Author: Eli Jaxon-Bear

Publisher: New Morning books
ISBN: 978-0-692-59987-7

Eli Jaxon-Bear, author of An Outlaw Makes It Home, has quite a storied past. He has penned three other books. (2018, inside back cover; Wake Up and Roar, Sudden Awakening, and From Fixation to Freedom) Previously, Eli was a community organizer for VISTA in Chicago, IL and Detroit, MI. He lives with his wife in Ashland, OR. To engage him in a teaching or consulting session please visit the Leela Foundation at

Eli speaks about how disconnected he was as a child with education and all it entailed which makes for his interesting journey into the world of education as an adult. He was outraged when his first grade teacher yelled at him for consistently being tardy to class. This was an art class. He never forgot this episode and this probably helped shape his dislike for authority.

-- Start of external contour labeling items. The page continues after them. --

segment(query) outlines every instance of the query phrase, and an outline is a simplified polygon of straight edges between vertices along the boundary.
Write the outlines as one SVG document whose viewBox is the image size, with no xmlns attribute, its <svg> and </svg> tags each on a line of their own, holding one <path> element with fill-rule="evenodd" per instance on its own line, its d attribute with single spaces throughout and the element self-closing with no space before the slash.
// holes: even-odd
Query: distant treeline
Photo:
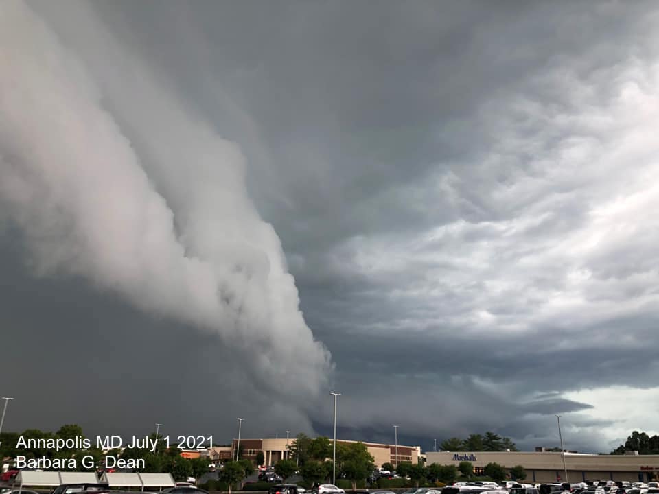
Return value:
<svg viewBox="0 0 659 494">
<path fill-rule="evenodd" d="M 638 454 L 659 454 L 659 436 L 648 436 L 645 432 L 634 431 L 611 454 L 625 454 L 626 451 L 637 451 Z"/>
<path fill-rule="evenodd" d="M 471 434 L 466 439 L 451 438 L 441 443 L 441 449 L 450 451 L 519 451 L 510 438 L 501 437 L 487 431 L 485 434 Z"/>
</svg>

There are stories about life from the 50’s thru the 60’s and what were hot topics around the globe. These adventures ranged from Fidel Castro taking Cuba from Batista to learning how to perform electrical work and install light fixtures and other rites of passage. Jaxon-Bear says “Decades do not start every ten years, but rather when an earth-shifting event changes the psychic landscape forever.” (2018, p.30) I do not disagree on premise.

He discusses at length what occurred during the Civil Rights movement and how he felt about that period of time. Eli says, “We entered a different world. “ (2018, p.39) He said he stood with the black community in this life changing ordeal. He even marched with them in Montgomery, AL. Shortly thereafter, he joined VISTA. To which he says the following, “VISTA’s training was both theoretical and experimental.” (2018, p.55) VISTA taught him community organizing.

During his heady days at college Vietnam was ramping up and then went full on. Eli talks about Kent State and other demonstrations against entering that ill-fated war. On is campus they started what they called Woodstock West. They staged sit ins and smoked inordinate amounts of marijuana along with free food and free people. Afterward, Eli became a dope dealer.

He learned to steal even though he did not need to for any reason. He was thrilled by getting away with it. He even spent some time behind bars on minor charges of possession.

At the age of twenty-five his mother died. Eli blamed God. He took double hits of LSD and listened to music to free his soul. It did. He became panic striken and paranoid. Then alone. He revealed this from that experience “I instantly knew that all of history led up to this. I saw that life on earth is a dream, a puppet show to advance consciousness to its awakening. I knew that in truth no one dies. I realized that I am not my body or my thoughts. I saw that souls reincarnate again and again in order to wake up to their true nature as immortal consciousness.” (2018, p.119) Wow, this is pretty heady stuff, but also very insightful and brilliant, in my esteem.

Many readers can probably identify with some of the things that Eli did in his journey to find self. Some of it was fun and some disturbing. All was educational.